O que mais a surpreendeu neste processo?
Creio que cada uma sentiu e todas nos perguntámos se era verdade que era lei [risos].Deu-se uma conjugação perfeita entre um movimento social de muitas fortalezas, como é o movimento feminista e outro pelo direito ao aborto na Argentina, e a decisão politica de um Governo que apresentou o projeto, que teve a iniciativa de apresentar o projeto de lei da interrupção voluntária com uma lei que também apoia as mulheres que decidem continuar a gestação e que melhora as politicas de controlo de gravidez, com uma forte presença para acompanhar essas decisões [individuais], seja interromper a gravidez ou continuá-la, com o Estado presente.

Isso construiu-se com uma aliança virtuosa entre uma sociedade civil e organização muito dinâmicas e muito mobilizadas, com enorme força, e uma forte decisão política do Governo nacional e da província para que isto fosse lei. Isso fez possível com que agora realmente seja lei, era muito dificil que fosse construido assim. O Presidente Alberto Fernández comprometeu-se na campanha eleitoral a promover este debate, para isso contribuiu enormemente que a presidente do Senado seja Cristina Kirchner, a vice-presidente do país, que também teve um papel importantíssimo. A lei foi aprovada com 38 votos a favor e 29 contra, nunca se pensou num número assim, é um pouco a surpresa, a margem grande do triunfo no Senado. A presidência de uma mulher como Cristina no Senado foi decisiva.

A Argentina é o terceiro país da América do Sul a aprovar esta lei. Acredita que será uma onda verde imparável na América Latina ou é demasiado ambicioso?
Acredito que está a crescer muito. Para nós foi muito importante e contribuiu a legalização na Cidade do México e no Uruguai. Parece-me que está mais forte porque o Chile começou a debater em condições a interrupção voluntária de gravidez até às 14 semanas de gestação. Creio que é um debate que vai chegar brevemente à Bolívia. É imparável a força, parece-me que não se pode conviver com semelhantes níveis de criminalização e desigualdade com as mulheres nos tempos em que vivemos, em que para além disso temos um protagonismo político e social enorme nas nossas comunidades, no trabalho e na sociedade.

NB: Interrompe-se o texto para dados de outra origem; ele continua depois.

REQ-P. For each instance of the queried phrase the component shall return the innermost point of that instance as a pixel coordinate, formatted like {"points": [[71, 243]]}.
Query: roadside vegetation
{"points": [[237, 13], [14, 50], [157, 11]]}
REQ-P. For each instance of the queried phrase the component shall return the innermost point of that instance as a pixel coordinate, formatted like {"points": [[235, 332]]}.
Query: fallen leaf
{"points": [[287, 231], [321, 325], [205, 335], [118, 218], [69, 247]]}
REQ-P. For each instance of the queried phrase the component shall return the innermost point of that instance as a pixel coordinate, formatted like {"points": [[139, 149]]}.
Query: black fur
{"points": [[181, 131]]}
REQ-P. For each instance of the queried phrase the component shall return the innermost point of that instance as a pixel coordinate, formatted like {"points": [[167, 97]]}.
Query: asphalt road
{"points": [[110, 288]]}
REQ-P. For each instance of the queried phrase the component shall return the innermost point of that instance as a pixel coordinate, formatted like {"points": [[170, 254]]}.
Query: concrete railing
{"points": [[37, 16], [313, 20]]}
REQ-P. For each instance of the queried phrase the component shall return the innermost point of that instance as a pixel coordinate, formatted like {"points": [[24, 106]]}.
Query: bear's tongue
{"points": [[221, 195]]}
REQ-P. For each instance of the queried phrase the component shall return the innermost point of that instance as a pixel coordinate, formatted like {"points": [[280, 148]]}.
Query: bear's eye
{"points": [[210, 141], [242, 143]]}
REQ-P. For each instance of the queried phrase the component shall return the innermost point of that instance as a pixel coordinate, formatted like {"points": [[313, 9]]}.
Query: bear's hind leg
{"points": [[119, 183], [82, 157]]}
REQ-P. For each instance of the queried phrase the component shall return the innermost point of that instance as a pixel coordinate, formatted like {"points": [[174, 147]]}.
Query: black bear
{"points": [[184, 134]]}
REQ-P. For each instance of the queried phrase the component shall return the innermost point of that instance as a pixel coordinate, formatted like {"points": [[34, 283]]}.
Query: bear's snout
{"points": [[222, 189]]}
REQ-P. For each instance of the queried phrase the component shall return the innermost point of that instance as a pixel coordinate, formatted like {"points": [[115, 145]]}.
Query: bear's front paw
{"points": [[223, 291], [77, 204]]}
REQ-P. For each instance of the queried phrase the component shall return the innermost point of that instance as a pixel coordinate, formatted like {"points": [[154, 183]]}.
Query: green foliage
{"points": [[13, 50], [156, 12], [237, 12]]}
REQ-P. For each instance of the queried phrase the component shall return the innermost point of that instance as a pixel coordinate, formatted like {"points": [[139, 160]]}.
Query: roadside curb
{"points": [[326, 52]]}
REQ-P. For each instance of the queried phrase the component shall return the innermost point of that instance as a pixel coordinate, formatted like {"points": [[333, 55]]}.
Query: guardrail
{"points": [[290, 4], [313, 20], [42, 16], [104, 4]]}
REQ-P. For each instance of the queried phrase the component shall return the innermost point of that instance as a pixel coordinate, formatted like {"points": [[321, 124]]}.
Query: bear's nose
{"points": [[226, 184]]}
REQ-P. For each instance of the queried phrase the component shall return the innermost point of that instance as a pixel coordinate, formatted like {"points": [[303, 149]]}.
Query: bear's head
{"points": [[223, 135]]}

Então, conviver com a clandestinidade do aborto é tão injusto que acredito que os países mais resistentes não podem escapar a este debate. Temos realidades complexas na nossa América e sabemos que há alguns governos com um corte perfeitamente conservador, até misógino, diria, como é o caso do Governo do Brasil. Mas noutros casos, com governos liberais, como no Chile, estão a ter este debate. Parece que há uma onda verde, uma onda feminista que tem uma força gigantesca na América Latina.

Ricardo Ceppi

Outro dia numa entrevista falava que se trata de continuar a dar passos para ampliar direitos. O que faz falta à sociedade argentina? Que outras mudanças deveriam acontecer?
A mim parece-me que, claro, com a conquista desta lei deve garantir-se a sua implementação e o acesso a todas as pessoas. A lei é um passo, está certo que se trabalhou muito com as equipas de saúde para a sua implementação, mas agora há que continuar a garantir tudo o que tem a ver com acesso aos direitos sexuais e reprodutivos. A mim parece-me que há uma agenda fundamental e que para nós é prioritária, no ministério da província, que é o que tem a ver com o trabalho das mulheres.

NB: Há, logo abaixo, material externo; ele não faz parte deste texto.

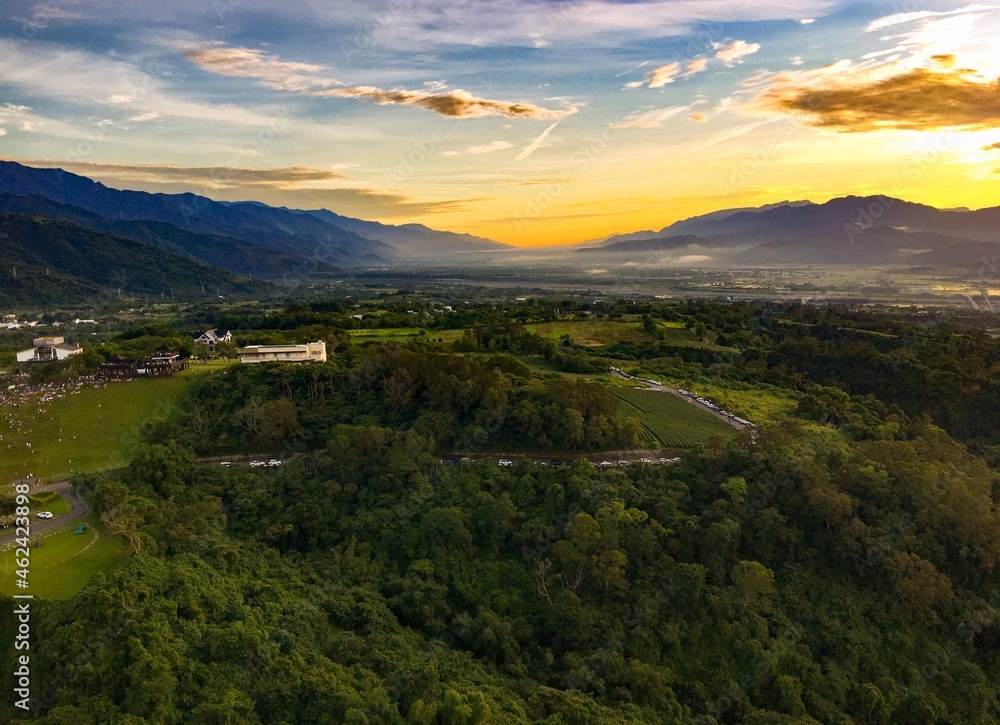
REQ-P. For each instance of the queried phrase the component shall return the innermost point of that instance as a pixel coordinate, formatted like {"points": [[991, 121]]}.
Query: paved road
{"points": [[78, 509], [688, 398]]}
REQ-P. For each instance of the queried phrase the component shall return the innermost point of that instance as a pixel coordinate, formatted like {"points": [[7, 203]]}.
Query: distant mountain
{"points": [[632, 246], [47, 260], [318, 238], [411, 240], [878, 245], [227, 253], [839, 215], [687, 226], [848, 230]]}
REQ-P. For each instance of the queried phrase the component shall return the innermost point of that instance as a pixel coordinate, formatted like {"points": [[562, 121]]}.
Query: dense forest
{"points": [[837, 566]]}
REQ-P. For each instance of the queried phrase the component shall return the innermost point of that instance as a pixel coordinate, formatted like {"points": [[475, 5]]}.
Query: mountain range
{"points": [[241, 237], [847, 230]]}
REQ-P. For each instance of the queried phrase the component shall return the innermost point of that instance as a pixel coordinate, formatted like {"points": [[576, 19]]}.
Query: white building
{"points": [[309, 352], [48, 349], [211, 338]]}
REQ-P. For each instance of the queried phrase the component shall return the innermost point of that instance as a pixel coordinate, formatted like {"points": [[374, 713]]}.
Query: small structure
{"points": [[49, 349], [211, 338], [163, 363], [309, 352]]}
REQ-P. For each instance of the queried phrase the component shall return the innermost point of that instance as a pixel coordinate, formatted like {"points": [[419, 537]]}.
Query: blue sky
{"points": [[529, 122]]}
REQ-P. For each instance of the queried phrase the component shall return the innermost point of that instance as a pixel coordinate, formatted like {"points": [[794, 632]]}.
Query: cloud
{"points": [[734, 51], [55, 72], [845, 98], [653, 118], [670, 72], [664, 74], [533, 146], [482, 149], [279, 187], [902, 18], [456, 104], [249, 63], [210, 177], [272, 72], [698, 65]]}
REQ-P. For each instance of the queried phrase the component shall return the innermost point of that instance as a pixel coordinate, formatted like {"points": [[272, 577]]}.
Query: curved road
{"points": [[78, 509], [689, 398]]}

Continuamos nesta sociedade com uma profunda desigualdade em termos salariais e laborais. E quando penso no trabalho, penso no sentido amplo, no trabalho reprodutivo e não reprodutivo, no remunerado e não remunerado, por isso toda a tarefa de cuidado recai nas mulheres, sem reconhecimento e que impacta na desigualdade, não só laboral como de participação e outros aspectos. Essa é a agenda que tem de ganhar mais força necessariamente porque creio que vai estar intrinsecamente ligada a outra, a violência de género, na medida que se pode construir uma autonomia económica, de projeto de vida. Isso vai ajudar a baixar os indicadores muito altos que temos quanto à violência de género.